07 février 2007

Somatisation

Il y a quelques mois, on a prélevé un tube ou deux de mon précieux sang pour analyses.
Hormis quelques chiffres il est vrai un peu limites, tout était parfaitement normal, même le cholestérol. Mon homéopathe favorite (j'en ai changé depuis, mais c'est une autre histoire...) s'était trompée.

Sauf un taux, qui dépassait vraiment les limites, les GGT (Gamma-Glutamyl-transpeptidase si vous voulez tout savoir) dont l'excès traduit une atteinte hépatique souvent due à l'alcoolisme. Ah bon ??? Moi qui bois environ un quart de verre de vin rouge ou une demi-coupe de champagne trois fois par an, et qui considère que je fais des folies lorsque je m'accorde une Suze ou un Porto en apéro à peu près aussi souvent.

Ma fille ironisa : "Aaaah, tu bois en cachette !"
Mon mari hocha la tête, goguenard : "C'est peut-être l'acool contenu dans les teintures mères homéopathiques..."

Je posai donc la question piège à mon homéopathe qui m'expliqua que cela pouvait avoir une autre origine. Certains médicaments ? Eh non, je prends une gélule de paracétamol tous les deux ou trois ans, jamais d'antibiotiques depuis... des années, et strictement rien d'autre d'allopathique.

- Avez-vous eu une hépatite ?
- Non, non !... Ah, attendez... mais si, vers quatorze ans, j'ai eu ce qu'on appelait encore vulgairement une jaunisse !
- Alors, ne cherchez pas plus loin, ça vient de là.
- Euh... quarante-cinq ans après ?
- Oui, oui, mais ce n'est pas grave, le taux n'est pas affolant, rassurez-vous !

Bien, bien...

Cette histoire me replongea dans ces souvenirs de l'été 62, où je commençais à découvrir les garçons.
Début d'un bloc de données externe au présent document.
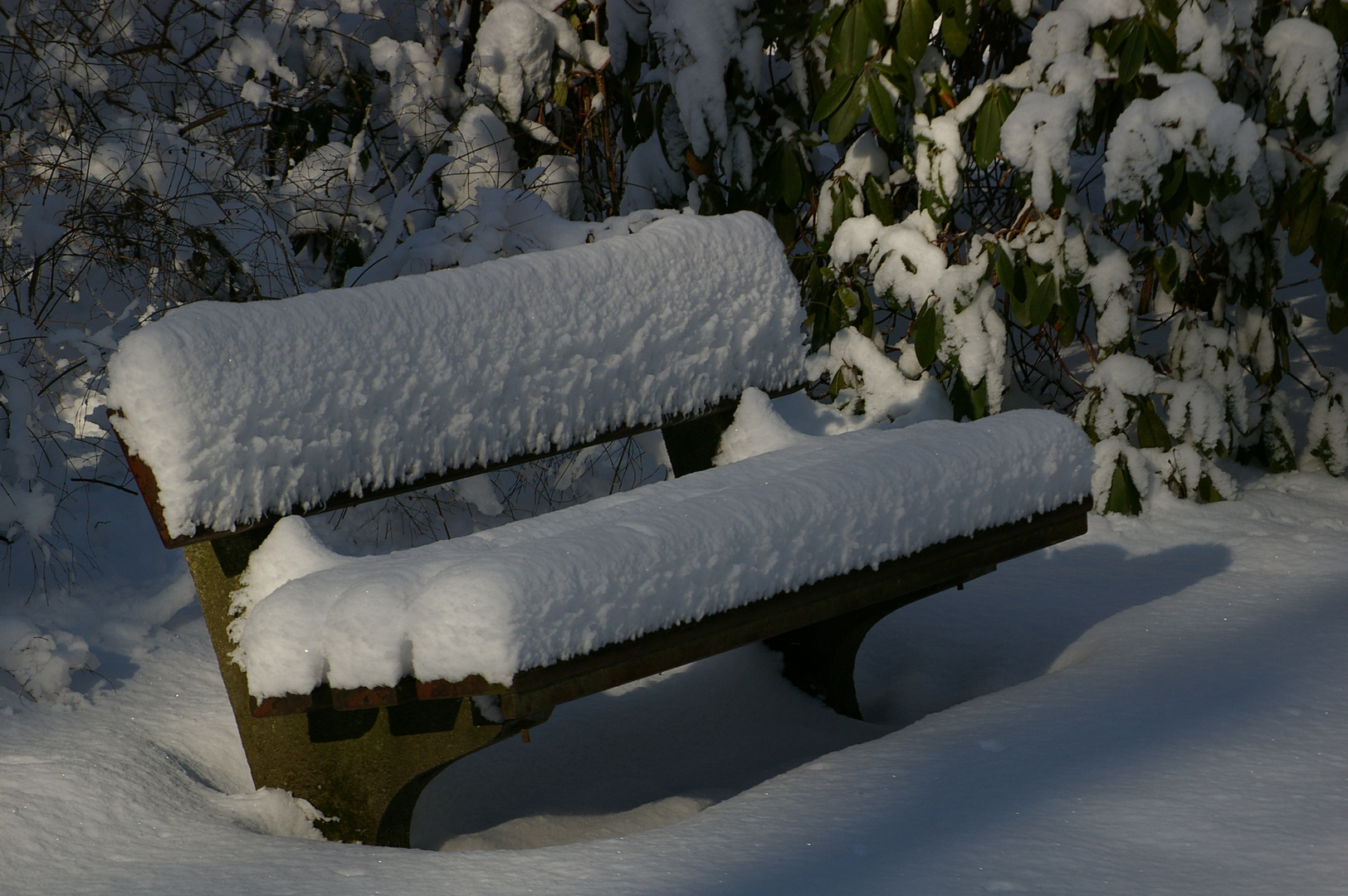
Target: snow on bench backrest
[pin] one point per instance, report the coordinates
(251, 410)
(541, 591)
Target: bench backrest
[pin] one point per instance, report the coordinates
(237, 414)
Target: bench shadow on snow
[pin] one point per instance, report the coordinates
(662, 749)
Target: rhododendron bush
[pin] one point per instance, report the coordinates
(1088, 205)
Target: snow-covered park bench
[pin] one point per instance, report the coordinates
(354, 680)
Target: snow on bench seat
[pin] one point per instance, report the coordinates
(545, 589)
(256, 408)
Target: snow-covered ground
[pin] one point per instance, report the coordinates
(1158, 706)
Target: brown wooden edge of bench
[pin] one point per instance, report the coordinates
(150, 488)
(900, 581)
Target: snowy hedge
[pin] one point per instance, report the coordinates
(1088, 205)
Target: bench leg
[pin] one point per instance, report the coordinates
(362, 768)
(820, 659)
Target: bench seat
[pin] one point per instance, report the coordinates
(542, 591)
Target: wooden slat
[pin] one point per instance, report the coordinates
(150, 489)
(905, 580)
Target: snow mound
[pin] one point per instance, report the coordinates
(545, 589)
(247, 410)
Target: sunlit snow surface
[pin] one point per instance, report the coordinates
(1189, 740)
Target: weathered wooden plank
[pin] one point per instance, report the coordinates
(901, 581)
(150, 489)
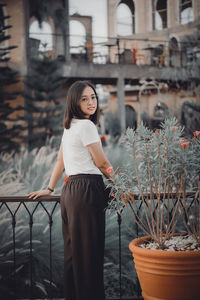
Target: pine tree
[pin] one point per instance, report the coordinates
(10, 128)
(43, 92)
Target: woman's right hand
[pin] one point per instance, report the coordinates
(37, 194)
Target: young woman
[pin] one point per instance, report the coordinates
(84, 197)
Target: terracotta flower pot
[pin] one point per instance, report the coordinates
(167, 275)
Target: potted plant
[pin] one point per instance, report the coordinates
(160, 188)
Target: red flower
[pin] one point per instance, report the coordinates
(184, 144)
(103, 138)
(196, 133)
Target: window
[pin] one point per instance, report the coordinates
(159, 10)
(43, 35)
(77, 37)
(186, 12)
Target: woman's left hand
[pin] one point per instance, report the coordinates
(37, 194)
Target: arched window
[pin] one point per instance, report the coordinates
(77, 37)
(131, 117)
(186, 11)
(125, 18)
(159, 9)
(41, 35)
(174, 52)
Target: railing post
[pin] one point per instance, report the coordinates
(119, 220)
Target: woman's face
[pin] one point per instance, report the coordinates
(88, 102)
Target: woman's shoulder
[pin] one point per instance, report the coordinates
(86, 123)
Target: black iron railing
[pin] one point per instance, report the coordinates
(21, 219)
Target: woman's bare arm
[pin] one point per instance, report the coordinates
(100, 159)
(56, 173)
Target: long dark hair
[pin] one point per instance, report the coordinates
(73, 103)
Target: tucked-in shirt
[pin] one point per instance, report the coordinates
(76, 156)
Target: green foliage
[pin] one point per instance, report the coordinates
(27, 171)
(162, 167)
(44, 109)
(10, 128)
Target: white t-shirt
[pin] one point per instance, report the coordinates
(76, 156)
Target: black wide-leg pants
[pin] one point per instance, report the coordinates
(83, 203)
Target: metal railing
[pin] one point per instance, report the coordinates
(17, 213)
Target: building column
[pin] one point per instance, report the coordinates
(172, 13)
(121, 103)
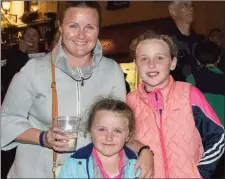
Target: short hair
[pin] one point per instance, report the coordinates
(207, 52)
(115, 106)
(82, 4)
(149, 35)
(212, 31)
(33, 27)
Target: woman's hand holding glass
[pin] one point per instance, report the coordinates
(56, 139)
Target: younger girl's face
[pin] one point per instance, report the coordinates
(109, 132)
(154, 62)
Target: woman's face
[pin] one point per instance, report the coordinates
(79, 29)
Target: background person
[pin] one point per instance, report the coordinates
(82, 74)
(182, 13)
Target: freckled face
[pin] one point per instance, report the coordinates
(154, 62)
(109, 132)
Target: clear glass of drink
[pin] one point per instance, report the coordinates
(71, 125)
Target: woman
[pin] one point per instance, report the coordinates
(82, 74)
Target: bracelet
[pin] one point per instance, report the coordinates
(145, 147)
(41, 138)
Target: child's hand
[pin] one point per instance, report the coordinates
(145, 163)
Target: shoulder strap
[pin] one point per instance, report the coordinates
(54, 110)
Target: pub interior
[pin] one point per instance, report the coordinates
(122, 22)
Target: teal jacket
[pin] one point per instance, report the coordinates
(82, 165)
(210, 80)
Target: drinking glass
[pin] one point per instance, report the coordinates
(70, 124)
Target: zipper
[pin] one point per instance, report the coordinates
(81, 76)
(87, 168)
(162, 143)
(78, 99)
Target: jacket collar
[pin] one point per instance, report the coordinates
(162, 93)
(78, 73)
(85, 152)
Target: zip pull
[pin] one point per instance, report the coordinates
(82, 81)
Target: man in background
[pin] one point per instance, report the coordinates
(185, 38)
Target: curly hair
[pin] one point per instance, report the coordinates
(149, 35)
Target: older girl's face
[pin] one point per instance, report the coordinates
(154, 62)
(80, 29)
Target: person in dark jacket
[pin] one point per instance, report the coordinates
(184, 37)
(215, 35)
(210, 79)
(18, 56)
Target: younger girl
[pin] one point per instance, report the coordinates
(173, 117)
(111, 124)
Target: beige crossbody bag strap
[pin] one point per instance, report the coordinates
(54, 112)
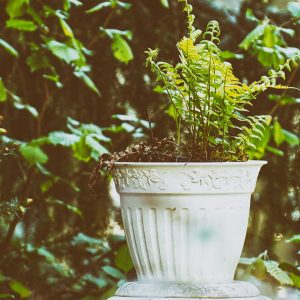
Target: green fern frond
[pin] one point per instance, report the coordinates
(213, 32)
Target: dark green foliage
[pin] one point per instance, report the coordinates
(208, 99)
(67, 96)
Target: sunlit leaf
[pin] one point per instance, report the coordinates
(63, 138)
(33, 154)
(37, 61)
(62, 51)
(10, 49)
(87, 80)
(15, 8)
(23, 25)
(20, 289)
(253, 35)
(294, 9)
(81, 150)
(275, 150)
(291, 138)
(278, 133)
(121, 49)
(66, 28)
(3, 94)
(165, 3)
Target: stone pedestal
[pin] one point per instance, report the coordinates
(236, 290)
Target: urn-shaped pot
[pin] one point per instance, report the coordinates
(186, 222)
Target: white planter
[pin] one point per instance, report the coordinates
(186, 222)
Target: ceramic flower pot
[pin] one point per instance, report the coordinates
(186, 222)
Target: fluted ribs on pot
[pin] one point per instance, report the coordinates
(193, 235)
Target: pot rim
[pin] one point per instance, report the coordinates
(177, 164)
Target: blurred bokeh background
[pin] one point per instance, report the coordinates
(73, 85)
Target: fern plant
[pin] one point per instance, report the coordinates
(210, 103)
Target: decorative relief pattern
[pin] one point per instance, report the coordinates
(207, 179)
(218, 179)
(137, 178)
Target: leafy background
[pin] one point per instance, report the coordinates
(74, 85)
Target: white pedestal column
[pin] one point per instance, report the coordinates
(236, 290)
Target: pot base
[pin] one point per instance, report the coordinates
(236, 290)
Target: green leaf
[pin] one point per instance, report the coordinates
(33, 154)
(123, 259)
(63, 138)
(113, 272)
(6, 296)
(278, 133)
(269, 38)
(62, 51)
(20, 289)
(111, 3)
(230, 55)
(15, 8)
(121, 49)
(294, 239)
(37, 61)
(256, 33)
(250, 15)
(284, 99)
(94, 145)
(277, 273)
(275, 151)
(23, 25)
(165, 3)
(66, 28)
(81, 150)
(99, 7)
(291, 138)
(294, 9)
(114, 32)
(88, 81)
(10, 49)
(99, 282)
(3, 94)
(18, 104)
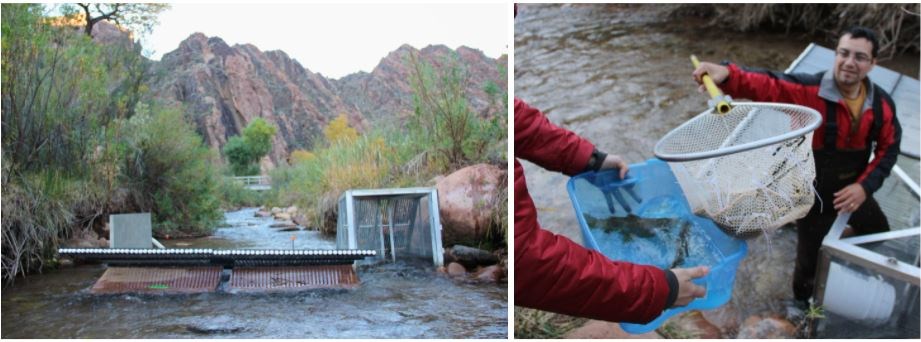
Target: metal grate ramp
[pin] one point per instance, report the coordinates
(158, 280)
(292, 278)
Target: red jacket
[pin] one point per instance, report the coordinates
(819, 92)
(553, 273)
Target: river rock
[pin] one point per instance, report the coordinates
(694, 324)
(468, 200)
(456, 270)
(300, 220)
(725, 318)
(283, 224)
(594, 329)
(489, 274)
(769, 327)
(470, 257)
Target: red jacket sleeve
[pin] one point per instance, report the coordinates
(541, 142)
(768, 86)
(555, 274)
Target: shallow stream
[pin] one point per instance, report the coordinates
(393, 301)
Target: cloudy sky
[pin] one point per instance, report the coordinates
(336, 39)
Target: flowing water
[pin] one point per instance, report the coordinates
(398, 300)
(620, 76)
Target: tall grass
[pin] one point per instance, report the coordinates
(81, 140)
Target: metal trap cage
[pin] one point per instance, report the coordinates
(399, 223)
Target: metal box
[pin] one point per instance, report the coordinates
(397, 223)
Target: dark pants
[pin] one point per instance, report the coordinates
(868, 219)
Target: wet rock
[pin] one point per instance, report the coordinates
(470, 257)
(86, 243)
(214, 329)
(694, 324)
(489, 274)
(300, 220)
(468, 200)
(725, 318)
(594, 329)
(770, 327)
(456, 270)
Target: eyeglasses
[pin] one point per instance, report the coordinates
(861, 58)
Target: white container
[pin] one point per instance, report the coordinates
(858, 297)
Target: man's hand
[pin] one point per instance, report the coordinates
(687, 290)
(613, 161)
(850, 198)
(717, 72)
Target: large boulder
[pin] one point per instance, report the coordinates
(468, 202)
(456, 270)
(470, 257)
(489, 274)
(768, 327)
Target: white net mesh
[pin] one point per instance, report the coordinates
(750, 170)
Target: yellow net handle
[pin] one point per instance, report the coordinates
(722, 106)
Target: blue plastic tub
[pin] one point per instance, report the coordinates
(645, 219)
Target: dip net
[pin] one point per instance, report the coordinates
(749, 170)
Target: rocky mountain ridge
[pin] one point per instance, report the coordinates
(225, 87)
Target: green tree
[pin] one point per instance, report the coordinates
(339, 130)
(66, 160)
(450, 129)
(171, 171)
(137, 17)
(244, 151)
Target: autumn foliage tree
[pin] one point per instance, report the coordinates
(244, 151)
(339, 131)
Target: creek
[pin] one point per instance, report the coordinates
(620, 76)
(394, 300)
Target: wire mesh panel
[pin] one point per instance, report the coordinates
(750, 170)
(398, 223)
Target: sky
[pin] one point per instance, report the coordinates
(336, 39)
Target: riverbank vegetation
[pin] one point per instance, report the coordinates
(443, 135)
(82, 139)
(897, 25)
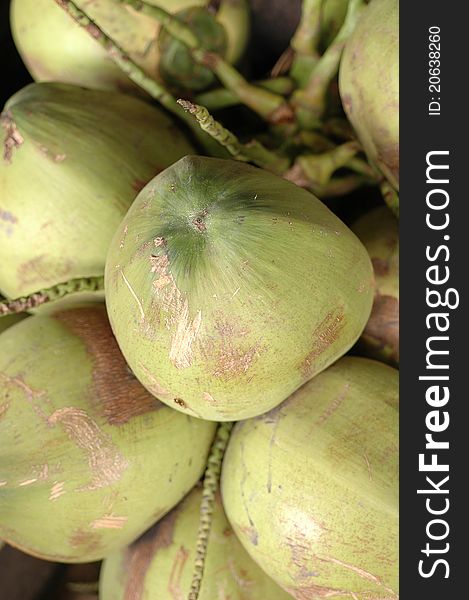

J'écoutais un copain me jouer de la guitare à l'ombre d'un saule au bord d'un étang, je me baladais sur le porte-bagage du solex d'un autre, pas rassurée mais ravie quand même, et je sortais après le repas du soir surtout pour écouter les plus âgés raconter leurs fredaines, vraies ou enjolivées...

Enfin, il y eut bien une tentative de sortie plus tardive, mais ce soir-là je n'avais pas prévenu mes parents, et je rentrai... je ne sais plus trop, peut-être à 23 h ! Rien d'extraordinaire, me direz-vous... Oui mais, des parents pas encore habitués, c'est vite en colère ! Bref, je pris un savon mémorable, et le lendemain j'avais ma "jaunisse". Ma mère, pudique et discrète, raconta au médecin que j'avais dû manger trop de cerises, mal lavées peut-être, mais ni elle ni moi ne fûmes dupes.

J'eus droit à beaucoup de repos, à quelques semaines de diète, à un été tristounet ; peu de copains vinrent me voir, en septembre je réintégrai mon lycée chéri où aucun d'eux n'était pensionnaire, en décembre nous déménagions... et près de cinquante ans après, il reste, inscrite dans ma chair, la trace de mes incartades d'adolescente.